In fine, les conséquences, non discernables immédiatement, de l’échec de la C.E.D. seront importantes : certes, le projet avait été conçu trop rapidement, s’avérait au plan concret bancal et irréaliste dans sa mise en œuvre, arrivait dans les débats à une époque qui ne s’y prêtait guère, mais il enterrait définitivement l’idée d’une défense européenne, qu’elle soit intégrée ou non à l’Otan. Surtout, mal expliqué et débattu sur des bases fallacieuses, et donnant lieu à des débats passionnés au lieu d’être raisonnés, il met un terme définitif à toute tentative de construction d’une Europe politique, qu’elle fût confédérale ou fédérale. Il est d’ailleurs loin d’être neutre que seulement trois années après le rejet français de la C.E.D., c’est sur des bases uniquement économiques et non plus politiques que fut signé le traité de Rome, instituant la Communauté économique européenne qui, depuis près de soixante ans, devenue Union européenne, patauge dans les différents niveaux d’intégration économique en butant à chaque fois sur les aspects politiques, définitivement escamotés.

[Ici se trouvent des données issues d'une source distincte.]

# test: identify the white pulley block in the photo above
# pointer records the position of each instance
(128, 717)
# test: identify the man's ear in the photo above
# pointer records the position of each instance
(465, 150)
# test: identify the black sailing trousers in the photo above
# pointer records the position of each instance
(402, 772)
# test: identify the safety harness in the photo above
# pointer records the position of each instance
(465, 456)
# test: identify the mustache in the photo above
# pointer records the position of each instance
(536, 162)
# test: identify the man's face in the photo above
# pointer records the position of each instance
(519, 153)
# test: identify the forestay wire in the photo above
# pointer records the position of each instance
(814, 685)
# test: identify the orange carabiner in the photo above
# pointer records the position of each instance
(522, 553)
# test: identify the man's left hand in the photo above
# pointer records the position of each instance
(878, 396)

Cet échec de la C.E.D. porte en germe une autre conséquence, interne à l’Allemagne : puisque le réarmement allemand était acquis dès lors que le projet de C.E.D. avait été repoussé, la future Bundeswehr allait devoir aller piocher dans le vivier de l’ancienne Wehrmacht pour constituer l’ossature de son commandement et l’encadrement de ses futures unités. Aussi, pour étouffer dans l’œuf toute propagande condamnant cet « héritage », l’Allemagne fédérale, largement soutenue par les Etats-Unis allait rapidement forger de toutes pièces le mythe d’une « Wehrmacht aux mains propres », rejetant l’ensemble des crimes de guerre sur la Waffen SS, argumentaire que l’historiographie moderne a réduit à néant, après la chute du Mur de Berlin.

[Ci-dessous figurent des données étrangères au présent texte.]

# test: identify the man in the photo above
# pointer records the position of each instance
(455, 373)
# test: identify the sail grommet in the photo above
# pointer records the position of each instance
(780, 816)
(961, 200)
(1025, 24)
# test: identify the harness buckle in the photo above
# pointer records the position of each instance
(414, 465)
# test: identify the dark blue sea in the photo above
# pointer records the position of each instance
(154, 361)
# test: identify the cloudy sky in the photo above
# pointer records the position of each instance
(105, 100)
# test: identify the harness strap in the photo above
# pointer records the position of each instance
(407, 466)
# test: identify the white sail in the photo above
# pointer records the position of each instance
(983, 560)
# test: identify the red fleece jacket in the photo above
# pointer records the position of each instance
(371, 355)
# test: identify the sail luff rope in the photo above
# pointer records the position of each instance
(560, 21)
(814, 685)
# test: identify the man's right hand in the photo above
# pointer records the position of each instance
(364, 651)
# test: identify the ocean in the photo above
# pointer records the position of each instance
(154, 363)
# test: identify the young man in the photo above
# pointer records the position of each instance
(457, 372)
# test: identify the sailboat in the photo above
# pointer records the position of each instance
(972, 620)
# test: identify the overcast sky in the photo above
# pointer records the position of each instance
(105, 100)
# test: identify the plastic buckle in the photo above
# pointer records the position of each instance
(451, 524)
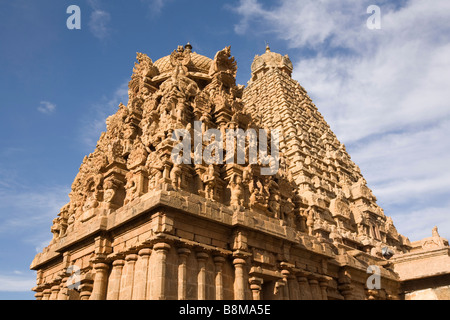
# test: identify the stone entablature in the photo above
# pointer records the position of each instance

[i] Suite à l’agression nord-coréenne, puis chinoise, en direction de Séoul, en juin 1950.
[ii] Qui était faussé à l’époque par la capacité nucléaire américaine, et qui deviendra rapidement une fausse référence dès lors que, l’Union soviétique ayant elle-même acquis cette capacité, la dissuasion établira un équilibre de la terreur. Mais personne, à l’époque et même plus tard, à l’exception du Général de Gaulle, ne mettra cet argument en avant.

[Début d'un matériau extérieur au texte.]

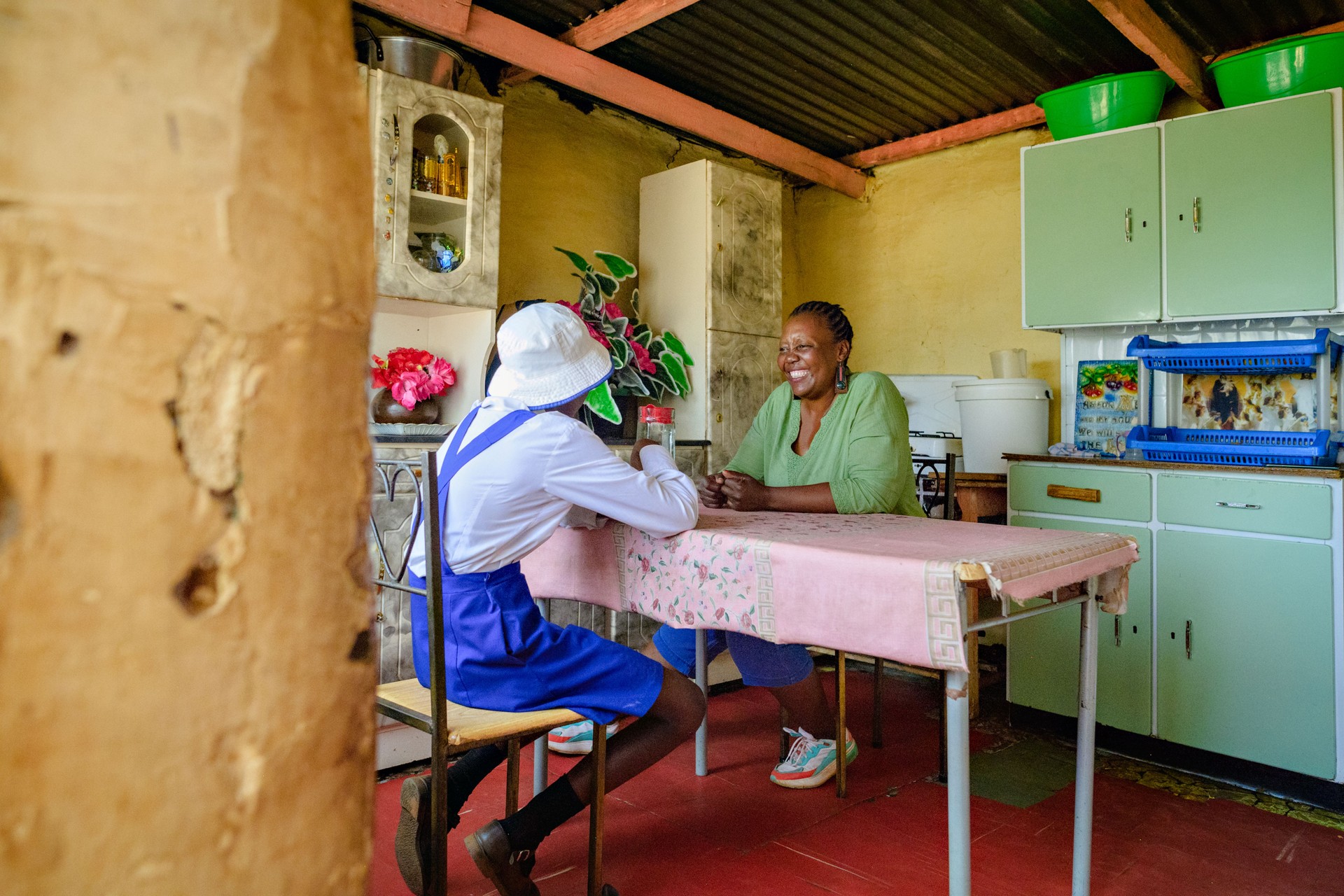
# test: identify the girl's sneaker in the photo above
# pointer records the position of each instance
(575, 738)
(811, 762)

[iii] Expression servant à désigner les Etats-Unis, le Royaume Uni et la France.
[iv]  Des Groupements tactiques.
[v] Pour bien se mettre dans l’« ambiance de l’époque », il convient de ne pas perdre de vue que l’automne 1950 au cours duquel le projet fut voté fut celui du désastre de la RC 4 au Tonkin et de la désignation du général de Lattre comme commandant en chef et haut-commissaire en Indochine.
[vi] Communauté Economique du Charbon et de l’Acier.
[vii] Toutes les demandes de renforts formulées par le général de Lattre se heurteront à un non possumus du général Blanc, chef d’état-major de l’armée, compte tenu des charges qui étaient les siennes pour assurer la défense de l’Europe.
[viii] Règle qui a encore cours de nos jours.
[ix] Le maréchal Juin avait publiquement et nettement pris position contre la CED, à Auxerre, lors d’un congrès d’officiers de réserve, début 1953. Sommé par le ministre de s’expliquer sur son attitude, dont le moins qu’on puisse dire est qu’elle n’était pas très conforme avec le devoir de réserve, lui répondit, avec une pointe d’insolence : « Je ne répète pas deux fois la messe pour les sourds ». Il fut relevé de ses attributions de commandement nationales, tout en conservant le commandement de Centre-Europe à l’OTAN.
[x] Section Française de l’Internationale Ouvrière, appellation du parti socialiste de l’époque.
[xi] Ancien dirigeant des Services spéciaux de la France Libre et futur dirigeant de l’OAS.
[xii] De Gaulle, Discours et messages. On est loin du futur traité de l’Elysée entre la France et la RFA signé en 1963 par de Gaulle et Adenauer.